On the basis of this covenant, David, the seed of Abraham, the divinely-selected representative of the nation, had every right to pray that God would do what He had promised — that is, curse those who cursed Abraham’s seed!

What is crucial to appreciating the imprecatory psalms is this: David never prayed that he might be permitted to avenge himself, but always that God would rise up to avenge His Anointed (Psa. 7:6; 35:1; 58:6; 59:5). Like Jesus later, David was capable of generosity and “turning the other cheek” when under personal attack (2 Sam. 16:11; 19:16-23). Yet, like Jesus again, he loved righteousness and hated the iniquity which flaunted itself against the honor of God, and he could be utterly ruthless in suppressing such iniquity when he knew the time was right!

Finally, God’s judgments are essential if the righteous are ever to be established and glorified on the earth. To pray “Thy Kingdom come, thy will be done on earth” is therefore no different than to pray “Let them (thine enemies) be confounded....troubled....put to shame....perish....” — once it is understood that there is no personal vindictiveness involved.

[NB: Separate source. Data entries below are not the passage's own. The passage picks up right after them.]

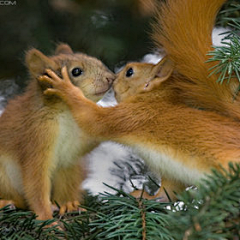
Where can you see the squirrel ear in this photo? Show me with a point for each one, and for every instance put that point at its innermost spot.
(63, 48)
(37, 62)
(161, 71)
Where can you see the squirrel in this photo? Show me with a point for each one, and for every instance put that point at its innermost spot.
(183, 29)
(182, 128)
(40, 144)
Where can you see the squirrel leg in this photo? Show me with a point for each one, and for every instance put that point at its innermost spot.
(8, 194)
(37, 188)
(67, 190)
(165, 193)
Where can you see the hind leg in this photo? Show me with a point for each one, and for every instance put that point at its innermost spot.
(9, 195)
(67, 190)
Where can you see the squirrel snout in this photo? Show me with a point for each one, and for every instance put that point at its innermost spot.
(110, 80)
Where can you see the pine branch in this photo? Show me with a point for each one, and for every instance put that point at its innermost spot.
(228, 57)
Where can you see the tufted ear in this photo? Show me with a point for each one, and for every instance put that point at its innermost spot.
(37, 62)
(64, 49)
(161, 72)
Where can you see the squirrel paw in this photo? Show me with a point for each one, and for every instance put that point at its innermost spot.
(161, 196)
(4, 203)
(70, 206)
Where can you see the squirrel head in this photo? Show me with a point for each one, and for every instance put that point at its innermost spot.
(137, 78)
(85, 72)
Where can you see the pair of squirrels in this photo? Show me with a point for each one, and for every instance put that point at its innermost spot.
(173, 114)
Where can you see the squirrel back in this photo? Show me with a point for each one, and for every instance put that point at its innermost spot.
(184, 29)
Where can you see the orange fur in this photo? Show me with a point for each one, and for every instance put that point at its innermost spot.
(179, 142)
(40, 144)
(159, 112)
(184, 30)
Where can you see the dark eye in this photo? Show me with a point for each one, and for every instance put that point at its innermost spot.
(129, 72)
(77, 72)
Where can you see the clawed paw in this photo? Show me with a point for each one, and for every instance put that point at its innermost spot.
(70, 207)
(4, 203)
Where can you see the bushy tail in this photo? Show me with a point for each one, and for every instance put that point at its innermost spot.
(184, 29)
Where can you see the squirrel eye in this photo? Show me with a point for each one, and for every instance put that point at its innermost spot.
(129, 72)
(77, 72)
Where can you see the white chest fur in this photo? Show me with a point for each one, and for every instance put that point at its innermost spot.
(164, 164)
(70, 142)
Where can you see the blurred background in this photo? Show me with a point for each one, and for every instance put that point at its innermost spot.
(115, 31)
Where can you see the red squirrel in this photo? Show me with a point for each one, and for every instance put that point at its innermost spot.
(160, 112)
(40, 143)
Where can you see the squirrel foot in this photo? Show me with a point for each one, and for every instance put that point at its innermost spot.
(4, 203)
(70, 206)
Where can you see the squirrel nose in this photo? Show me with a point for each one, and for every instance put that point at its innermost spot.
(110, 80)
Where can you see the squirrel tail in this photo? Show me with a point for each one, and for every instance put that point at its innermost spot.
(184, 29)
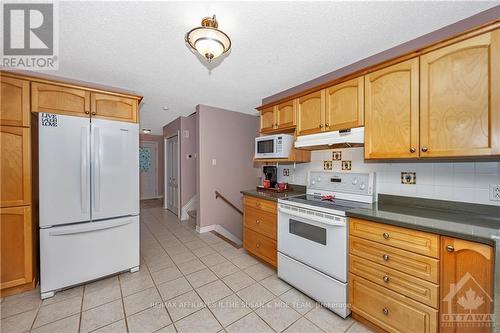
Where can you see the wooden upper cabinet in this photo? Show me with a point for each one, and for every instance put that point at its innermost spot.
(15, 169)
(460, 98)
(14, 102)
(58, 99)
(311, 112)
(16, 245)
(267, 120)
(466, 283)
(391, 111)
(345, 105)
(285, 115)
(113, 107)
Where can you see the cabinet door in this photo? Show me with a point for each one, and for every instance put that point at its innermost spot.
(466, 285)
(285, 115)
(16, 246)
(114, 107)
(311, 113)
(460, 98)
(15, 169)
(15, 102)
(267, 120)
(345, 105)
(58, 99)
(391, 111)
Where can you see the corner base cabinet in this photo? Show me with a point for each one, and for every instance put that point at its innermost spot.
(260, 228)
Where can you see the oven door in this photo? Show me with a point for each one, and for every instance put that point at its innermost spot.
(313, 241)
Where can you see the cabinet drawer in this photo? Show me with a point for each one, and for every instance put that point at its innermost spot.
(389, 310)
(112, 107)
(260, 204)
(15, 102)
(411, 263)
(407, 285)
(402, 238)
(261, 222)
(58, 99)
(260, 245)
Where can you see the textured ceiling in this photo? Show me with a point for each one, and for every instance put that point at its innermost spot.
(276, 45)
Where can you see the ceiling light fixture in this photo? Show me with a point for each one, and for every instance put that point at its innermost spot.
(207, 40)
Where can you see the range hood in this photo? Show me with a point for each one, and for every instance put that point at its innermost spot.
(354, 137)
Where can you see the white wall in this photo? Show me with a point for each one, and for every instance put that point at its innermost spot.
(464, 181)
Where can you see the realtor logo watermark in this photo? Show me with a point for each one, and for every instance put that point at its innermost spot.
(30, 35)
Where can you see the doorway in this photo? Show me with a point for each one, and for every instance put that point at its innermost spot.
(148, 166)
(172, 177)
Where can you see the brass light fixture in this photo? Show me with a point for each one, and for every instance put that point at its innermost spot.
(207, 40)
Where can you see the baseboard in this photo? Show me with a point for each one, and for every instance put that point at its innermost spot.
(220, 230)
(190, 205)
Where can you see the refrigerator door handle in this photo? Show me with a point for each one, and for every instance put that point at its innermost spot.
(84, 182)
(97, 169)
(89, 227)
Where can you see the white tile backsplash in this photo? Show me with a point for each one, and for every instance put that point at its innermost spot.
(460, 181)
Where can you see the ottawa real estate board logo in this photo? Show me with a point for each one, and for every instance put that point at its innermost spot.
(30, 35)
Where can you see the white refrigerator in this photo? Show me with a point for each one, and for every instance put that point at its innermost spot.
(89, 199)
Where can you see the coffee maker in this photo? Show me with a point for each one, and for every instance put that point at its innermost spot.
(271, 174)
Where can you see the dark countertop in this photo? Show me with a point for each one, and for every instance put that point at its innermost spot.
(475, 222)
(274, 196)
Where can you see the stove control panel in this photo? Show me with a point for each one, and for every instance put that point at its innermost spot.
(356, 183)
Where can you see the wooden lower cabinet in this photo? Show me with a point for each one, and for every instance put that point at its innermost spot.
(466, 286)
(260, 222)
(16, 235)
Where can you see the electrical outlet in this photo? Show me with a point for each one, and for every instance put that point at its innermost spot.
(494, 192)
(408, 178)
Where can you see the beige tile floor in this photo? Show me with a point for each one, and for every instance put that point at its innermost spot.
(187, 283)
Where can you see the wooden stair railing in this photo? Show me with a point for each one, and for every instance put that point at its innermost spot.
(219, 195)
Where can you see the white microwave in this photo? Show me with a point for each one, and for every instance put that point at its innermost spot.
(273, 146)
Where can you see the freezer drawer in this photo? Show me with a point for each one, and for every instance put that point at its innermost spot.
(78, 253)
(326, 290)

Therefore, the imprecations of the Bible are not mere human cries for vengeance, nor the expression of some inferior Old Testament “righteousness”, nor merely prophecies. They are righteous, heartfelt calls upon God to remember His covenant, and to perform it, come what may. For David and the other “imprecators” recognized that only then, when God’s enemies are finally and completely cursed, will He be able to get on with the business of glorifying His Name in the earth:

“So let all Thine enemies perish, O Lord: but let them that love Thee be as the sun when he goeth forth in his might” (Judg. 5:31).